Electric Vehicle Charging Load Prediction Considering Multi-source Information Real-time Interaction and User Regret Psychology
Main Article Content
Abstract
This paper proposes a method for predicting the charging load of electric vehicles considering real-time interaction of multi-source information and user regret psychology. Firstly, the starting and ending points of the private car and taxi trips are obtained through the travel chain theory and the OD matrix method respectively, and the driving routes are planned using the Dijistra algorithm; Then, a practical speed-flow model based on the real-time traffic statistics of the road network is constructed to calculate the real-time vehicle speeds in each road section of the road network. A power consumption model per unit mile for the electric vehicles is constructed considering the environmental temperatures and vehicle speeds, and the power consumption is calculated. Next, the electric vehicle charging station selection model based on the regret theory is proposed, taking into account the factors such as the charging tariff, driving time, queuing time and power consumption along the routes.
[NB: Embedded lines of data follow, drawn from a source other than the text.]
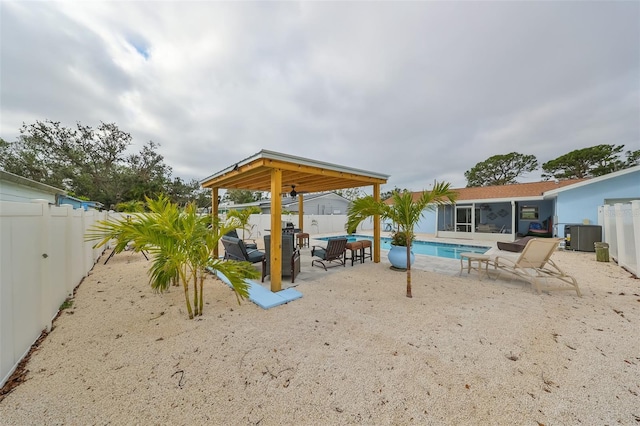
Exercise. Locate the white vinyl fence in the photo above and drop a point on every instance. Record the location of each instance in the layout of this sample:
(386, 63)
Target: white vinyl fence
(43, 258)
(260, 224)
(621, 224)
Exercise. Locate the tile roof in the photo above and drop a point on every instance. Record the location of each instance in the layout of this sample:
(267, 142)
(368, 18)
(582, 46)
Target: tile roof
(517, 190)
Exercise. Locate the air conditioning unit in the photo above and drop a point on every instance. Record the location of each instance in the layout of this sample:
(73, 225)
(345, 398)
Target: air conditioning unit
(580, 237)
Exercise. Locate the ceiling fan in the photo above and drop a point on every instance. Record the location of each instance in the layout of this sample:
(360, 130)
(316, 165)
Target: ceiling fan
(293, 192)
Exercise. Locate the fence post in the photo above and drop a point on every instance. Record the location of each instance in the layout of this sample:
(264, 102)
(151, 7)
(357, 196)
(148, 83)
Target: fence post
(45, 264)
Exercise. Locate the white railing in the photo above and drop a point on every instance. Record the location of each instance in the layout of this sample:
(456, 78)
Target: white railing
(43, 259)
(621, 224)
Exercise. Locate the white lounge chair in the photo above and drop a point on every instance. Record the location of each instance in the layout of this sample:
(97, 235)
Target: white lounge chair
(534, 264)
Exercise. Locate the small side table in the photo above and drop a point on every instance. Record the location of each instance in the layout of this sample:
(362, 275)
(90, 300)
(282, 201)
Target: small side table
(481, 259)
(356, 251)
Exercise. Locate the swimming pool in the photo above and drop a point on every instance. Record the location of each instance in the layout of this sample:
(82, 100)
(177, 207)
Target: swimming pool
(427, 248)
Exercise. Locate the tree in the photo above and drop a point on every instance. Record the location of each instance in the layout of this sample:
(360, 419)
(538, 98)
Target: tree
(86, 161)
(181, 243)
(633, 158)
(500, 169)
(404, 212)
(146, 175)
(587, 162)
(388, 194)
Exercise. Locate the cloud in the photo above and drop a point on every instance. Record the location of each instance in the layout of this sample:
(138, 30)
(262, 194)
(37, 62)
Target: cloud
(417, 90)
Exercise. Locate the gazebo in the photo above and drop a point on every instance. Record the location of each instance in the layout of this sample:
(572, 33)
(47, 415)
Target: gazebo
(279, 173)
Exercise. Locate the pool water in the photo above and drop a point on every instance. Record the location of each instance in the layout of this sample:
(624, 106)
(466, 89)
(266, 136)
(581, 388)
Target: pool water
(427, 248)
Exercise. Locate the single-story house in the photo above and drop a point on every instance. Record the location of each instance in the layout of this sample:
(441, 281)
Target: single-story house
(78, 203)
(325, 203)
(19, 189)
(504, 213)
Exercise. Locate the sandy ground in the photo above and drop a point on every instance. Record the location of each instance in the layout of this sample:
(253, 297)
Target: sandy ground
(353, 350)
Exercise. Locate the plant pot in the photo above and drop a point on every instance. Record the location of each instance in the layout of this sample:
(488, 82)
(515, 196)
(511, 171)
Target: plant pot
(398, 257)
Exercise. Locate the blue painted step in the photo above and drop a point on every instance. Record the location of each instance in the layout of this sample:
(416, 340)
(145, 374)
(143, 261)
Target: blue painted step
(265, 298)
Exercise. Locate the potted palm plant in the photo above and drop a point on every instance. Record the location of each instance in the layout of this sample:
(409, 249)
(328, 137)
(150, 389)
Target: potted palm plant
(397, 252)
(404, 211)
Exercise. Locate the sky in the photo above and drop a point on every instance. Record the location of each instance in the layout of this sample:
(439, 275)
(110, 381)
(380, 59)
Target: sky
(420, 91)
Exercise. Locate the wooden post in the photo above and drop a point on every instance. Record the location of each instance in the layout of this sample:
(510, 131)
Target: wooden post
(275, 266)
(300, 213)
(214, 217)
(376, 226)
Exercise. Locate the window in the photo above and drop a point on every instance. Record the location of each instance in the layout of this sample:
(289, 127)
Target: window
(529, 213)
Based on the information from the multiple sources such as the traffic network, vehicles, fast-charging stations, the distribution network and so on, a multi-source real-time interactive EV charging load prediction system is established. Finally, the Monte Carlo method is used to simulate the travel and charging processes of the private cars and taxis, and the spatial and temporal distribution of the charging loads in the region is obtained. Simulations are carried out on a regional traffic road network and a typical distribution network and the effectiveness of the proposed charging load forecasting method is verified. The simulation results show that the timely information interaction of multiple sources will have an impact on the spatio-temporal distribution of the charging loads.